Piratage du fisc : hacker de 18 ans en détention provisoire, 678 000 contribuables touchés
Un membre présumé du groupe Zerobytes, 18 ans, a été mis en examen et incarcéré pour le vol de données fiscales de 678 000 personnes. Un second suspect mineur a été relâché.
Un hacker récidiviste de 18 ans écroué pour le piratage massif du fisc français
France 24 rapporte qu'un jeune homme de 18 ans, résidant en région parisienne et présumé membre du groupe de pirates Zerobytes, a été mis en examen et placé en détention provisoire à Paris pour le vol des données fiscales de 678 000 contribuables.
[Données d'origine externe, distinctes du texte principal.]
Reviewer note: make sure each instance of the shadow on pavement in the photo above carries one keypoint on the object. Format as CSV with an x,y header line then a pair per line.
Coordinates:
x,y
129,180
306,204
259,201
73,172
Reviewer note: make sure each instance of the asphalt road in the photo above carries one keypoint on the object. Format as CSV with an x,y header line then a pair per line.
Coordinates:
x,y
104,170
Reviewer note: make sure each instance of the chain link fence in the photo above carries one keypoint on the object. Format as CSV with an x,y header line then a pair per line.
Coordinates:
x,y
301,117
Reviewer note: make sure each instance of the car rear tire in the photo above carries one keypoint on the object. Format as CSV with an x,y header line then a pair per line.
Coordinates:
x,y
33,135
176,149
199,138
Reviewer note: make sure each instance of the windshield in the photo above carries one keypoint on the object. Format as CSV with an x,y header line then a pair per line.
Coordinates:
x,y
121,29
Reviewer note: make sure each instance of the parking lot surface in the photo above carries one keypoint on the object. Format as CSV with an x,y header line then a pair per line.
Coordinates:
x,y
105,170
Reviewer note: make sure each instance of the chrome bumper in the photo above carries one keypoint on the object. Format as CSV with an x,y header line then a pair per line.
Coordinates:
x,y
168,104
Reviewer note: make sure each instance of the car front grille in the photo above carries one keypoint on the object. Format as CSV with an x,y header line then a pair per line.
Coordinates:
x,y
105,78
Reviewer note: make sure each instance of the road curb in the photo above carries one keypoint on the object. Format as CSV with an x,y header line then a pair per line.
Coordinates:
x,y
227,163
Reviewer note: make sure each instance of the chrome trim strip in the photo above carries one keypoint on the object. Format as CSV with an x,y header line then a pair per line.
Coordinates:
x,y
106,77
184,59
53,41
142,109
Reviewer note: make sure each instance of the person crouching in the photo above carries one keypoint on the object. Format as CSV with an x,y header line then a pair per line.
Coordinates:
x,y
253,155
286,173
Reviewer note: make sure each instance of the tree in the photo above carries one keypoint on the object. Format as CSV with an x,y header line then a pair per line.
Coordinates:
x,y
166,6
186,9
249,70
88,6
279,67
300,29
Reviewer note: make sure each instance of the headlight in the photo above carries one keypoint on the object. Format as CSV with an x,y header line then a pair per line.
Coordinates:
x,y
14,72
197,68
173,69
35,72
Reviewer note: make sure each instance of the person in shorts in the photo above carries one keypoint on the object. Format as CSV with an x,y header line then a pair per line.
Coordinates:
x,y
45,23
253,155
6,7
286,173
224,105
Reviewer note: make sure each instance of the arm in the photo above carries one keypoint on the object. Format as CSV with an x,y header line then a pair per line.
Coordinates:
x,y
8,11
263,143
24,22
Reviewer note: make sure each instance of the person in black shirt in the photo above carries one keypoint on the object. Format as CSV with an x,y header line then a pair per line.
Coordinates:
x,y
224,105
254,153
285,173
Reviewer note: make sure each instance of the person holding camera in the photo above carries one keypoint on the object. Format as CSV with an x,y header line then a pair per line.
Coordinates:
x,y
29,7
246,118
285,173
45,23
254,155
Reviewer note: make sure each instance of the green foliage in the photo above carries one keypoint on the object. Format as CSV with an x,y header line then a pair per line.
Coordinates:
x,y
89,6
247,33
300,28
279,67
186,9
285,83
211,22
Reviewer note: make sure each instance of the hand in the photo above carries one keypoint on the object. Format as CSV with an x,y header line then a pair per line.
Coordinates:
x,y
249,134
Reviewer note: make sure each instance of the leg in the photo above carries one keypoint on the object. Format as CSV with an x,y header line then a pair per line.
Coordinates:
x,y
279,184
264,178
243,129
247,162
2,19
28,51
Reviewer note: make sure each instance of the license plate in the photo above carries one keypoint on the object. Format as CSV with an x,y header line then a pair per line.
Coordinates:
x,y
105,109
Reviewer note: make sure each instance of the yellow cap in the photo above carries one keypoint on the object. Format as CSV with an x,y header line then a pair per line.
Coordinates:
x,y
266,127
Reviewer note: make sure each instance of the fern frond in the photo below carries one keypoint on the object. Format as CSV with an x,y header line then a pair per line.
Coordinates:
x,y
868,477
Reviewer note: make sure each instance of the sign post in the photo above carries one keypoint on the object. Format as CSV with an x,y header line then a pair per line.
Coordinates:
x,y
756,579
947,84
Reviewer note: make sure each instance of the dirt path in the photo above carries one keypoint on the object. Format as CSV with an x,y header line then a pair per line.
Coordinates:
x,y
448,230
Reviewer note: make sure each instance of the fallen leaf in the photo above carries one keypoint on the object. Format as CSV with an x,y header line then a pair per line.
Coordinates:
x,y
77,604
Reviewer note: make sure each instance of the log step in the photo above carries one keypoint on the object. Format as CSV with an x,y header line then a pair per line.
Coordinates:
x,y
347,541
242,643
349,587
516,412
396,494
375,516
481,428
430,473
L'arrestation est intervenue dès le 18 août, soit avant même que le groupe ne revendique publiquement l'attaque, et la mise en examen a suivi deux jours plus tard. Un second suspect, âgé de moins de 16 ans, a également été interpellé et placé en garde à vue, avant d'être libéré. Les enquêteurs vont désormais analyser le matériel informatique saisi lors de cette interpellation. Son avocat, Me Reda Ghilaci, a refusé de commenter l'affaire.
Le piratage s'est produit en deux vagues, fin juin et fin juillet, mais n'a été porté à la connaissance du public que mi-août, lorsque Zerobytes — groupe se présentant comme un duo — en a revendiqué la paternité. La direction générale des finances publiques (DGFiP) a confirmé le vol des données d'au moins 678 000 particuliers et professionnels.
Un profil déjà connu des services judiciaires
Le suspect de 18 ans n'en est pas à sa première mise en examen. Il avait déjà été mis en cause à deux reprises pour des attaques informatiques commises en 2023 et 2024, alors qu'il était encore mineur, et se trouvait sous contrôle judiciaire au moment des faits. Dans ce nouveau dossier, il encourt jusqu'à dix ans d'emprisonnement et 300 000 euros d'amende pour une série de cyberinfractions ainsi que pour association de malfaiteurs. Ses avocates, Mes Camille Lucotte et Sofia Massou, n'ont pas souhaité s'exprimer.
L'enquête, jugée sensible, avait été confiée dès le 31 juillet — date de réception des premières plaintes — à l'Office anticybercriminalité (Ofac), avant même toute revendication publique de l'attaque. Le parquet chargé de la lutte anticybercriminalité a précisé que les investigations se poursuivent désormais sous la conduite d'un juge d'instruction, afin d'identifier et d'interpeller les autres membres du groupe.
Le gouvernement réagit, les victimes nombreuses
Face à l'ampleur de l'incident, le gouvernement a réagi rapidement. Le ministre de la Défense Sébastien Lecornu a demandé un audit à l'Agence nationale de la sécurité des systèmes d'information (Anssi) et a appelé à la création d'une « nouvelle unité » de lutte contre les cyberattaques. Le ministre des Comptes publics David Amiel a présenté ses excuses aux contribuables touchés.
Parmi les victimes du groupe figurent, selon le parquet de Paris, les services de l'Éducation nationale — l'Académie de Créteil et l'Agence pour l'enseignement français à l'étranger —, France Travail, la Fédération française de handball, le distributeur Intermarché et le groupe de télécommunications SFR.
Des données sensibles et des risques d'escroqueries ciblées
Les informations dérobées auprès des particuliers comprennent les noms et prénoms, le revenu fiscal de référence, le quotient familial et le taux de prélèvement à la source. Les données concernant les professionnels sont jugées « moins sensibles » par la DGFiP.
Mi-août, Zerobytes avait affirmé à l'AFP avoir revendu les données volées pour une somme se chiffrant « en milliers d'euros », une affirmation invérifiable. Interrogé sur ses motivations, le duo avait évoqué « l'argent, j'imagine », sans préciser d'objectif particulier.
La précision des fichiers suscite des craintes d'escroqueries ciblées. Dans l'économie cybercriminelle, le pirate qui s'introduit dans un système n'est généralement pas celui qui exploitera les informations volées : les bases de données sont souvent revendues à des spécialistes de la fraude. La DGFiP a annoncé qu'elle contacterait individuellement les usagers concernés pour les mettre en garde contre ce risque.
Une tendance inquiétante chez les mineurs
Le parquet chargé de la cybercriminalité a relevé ces derniers mois « une recrudescence des mineurs commettant des infractions » dans ce domaine. Sa directrice, la magistrate Johanna Brousse, a appelé à « déconstruire le mythe du héros hackeur » dans un entretien accordé à l'AFP. Le forum sur lequel Zerobytes revendiquait ses attaques était encore accessible vendredi après-midi, tandis que son compte X, utilisé pour narguer les autorités, avait été fermé.